Market volatility may mar Centre’s disinvestment plans

Vivek Ananth | Updated on October 04, 2019 Published on October 03, 2019

Adding to the fears of manufacturing slowdown during the US-China trade war, the government will have to cross its fingers that it doesn’t get singed by any blowback if the world economy goes into recession.

BL Research Bureau

As they say, a week is a long time in politics. In the case of the markets, two weeks is an eternity in the stock markets. After the Finance Minister Nirmala Sitharaman announced corporate tax cuts on September 20, the benchmark indices rebounded by over 5 per cent in the next two trading sessions.

The government moved swiftly to take advantage of optimism in the stock market and reportedly, a committee of secretaries decided to divest government’s controlling 53 per cent stake in Bharat Petroleum Corp, 30 per cent stake in Container Corporation of India and complete sale of its stake in Shipping Corporation of India.

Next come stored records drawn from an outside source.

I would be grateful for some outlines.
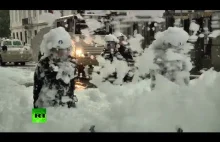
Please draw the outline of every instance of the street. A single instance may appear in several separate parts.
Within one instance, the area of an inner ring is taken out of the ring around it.
[[[21,70],[24,70],[24,72],[25,71],[34,72],[35,67],[36,67],[36,63],[33,63],[33,62],[26,63],[25,66],[21,66],[21,65],[15,66],[13,63],[7,64],[7,66],[5,66],[5,68],[21,69]],[[33,86],[33,82],[25,82],[23,85],[25,85],[26,87]],[[87,79],[77,78],[75,80],[76,90],[84,90],[86,88],[96,88],[96,87],[93,84],[89,83],[89,80]]]

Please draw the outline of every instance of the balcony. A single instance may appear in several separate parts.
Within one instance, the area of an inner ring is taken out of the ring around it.
[[[33,27],[33,22],[32,22],[32,19],[31,18],[23,18],[22,19],[22,26],[25,28],[25,29],[30,29]]]

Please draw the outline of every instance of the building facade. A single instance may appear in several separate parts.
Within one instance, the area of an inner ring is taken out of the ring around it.
[[[31,44],[31,39],[47,26],[45,21],[39,19],[39,15],[48,12],[50,10],[10,10],[11,38]],[[60,12],[61,16],[66,16],[76,10],[60,10]]]

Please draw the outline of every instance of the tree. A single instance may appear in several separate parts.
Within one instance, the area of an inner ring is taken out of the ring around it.
[[[0,10],[0,37],[9,37],[10,34],[9,10]]]

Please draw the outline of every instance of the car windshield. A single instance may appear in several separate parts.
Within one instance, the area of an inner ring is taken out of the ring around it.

The surge in stock prices, despite any change in fundamental economic data, was cause for optimism that the government could meet its steep disinvestment target of ₹1,05,000 crore for 2019-20. Some reports claimed that the Centre could even overshoot this target like it did in 2017-18.

Stocks giving up gains

Amid this resurgent stock market, railways public sector undertaking IRCTC’s offer for sale of nearly ₹650 crore opened on September 30. This IPO has been received well by investors with the issue being oversubscribed within the first two days.

Then came a new tranche of Bharat 22 ETF through which the government hopes to raise a minimum of ₹2,000 crore. With the greenshoe to retain oversubscription of the Bharat 22 ETF up to ₹6,000 crore, the Centre hopes to raise up to ₹8,000 crore with this tranche of the ETF.

Read more: IRCTC IPO call: Green signal

However, the optimism in the stock market seems to be short lived. The past few trading sessions have seen intense volatility with the benchmark Nifty 50 and Sensex indices moving sideways. In the larger listed universe, the benchmark smallcap, and midcap indices have given up some of the gains after the corporate tax rate cut was announced

Companies where the Centre has indicated that it would strategically divest its stake or will bring down its controlling stake like in BPCL and Shipping and Container Corp, the shares continue to surge. The market capitalization of BPCL has risen over 31 per cent since news broke that Centre would divest its full stake, while those of Shipping Corporation of India and Container Corporation rose nearly 32 per cent and 15 per cent, respectively. However, market capitalization of other PSUs like Power Grid (1.6 per cent), NTPC (2.3 per cent), GAIL India (2.3 per cent) and NALCO (4.9 per cent) fell in the past two weeks.

Some estimates put the total mop-up by the Centre through strategic divestment of its stake in the three companies at nearly ₹80,000 crore.

 

Steep target

This could put pressure on government’s plans to raise enough resources through divestment as some of the PSU stocks are also part of the Bharat 22 ETF. Even if the government manages to sell BPCL, Shipping Corp of India, its 30 per cent stake in Container Corp, and sale of unlisted entities like THDC India and NEEPCO (North Eastern Electric Power Corp) to NTPC, overshooting the disinvestment target, which some reports put at up to ₹1,57,000 crore seems farfetched.

Read also: Govt plans to raise ₹3.25 lakh cr through disinvestment in next 5 years

Niti Aayog has been put to work to devise a strategy to boost disinvestment receipts, which according to data from DIPAM (Department of Investment and Public Asset Management) is ₹12,357 crore from disinvestments in the current financial year till now. If you add around ₹650 crore from IRCTC, this could touch ₹13,000 crore.

Whether the government manages to raise over ₹1,44,000 crore in the next six months, by forcing PSUs like NTPC to buy out its stake in NEEPCO and THDC or by selling crown jewels like BPCL is very difficult if the market takes a turn for the worst. Adding the fears of a global recession due to a manufacturing slowdown during US-China trade war, the government will have to cross its fingers that it doesn’t get singed by any blowback if the world economy goes into recession.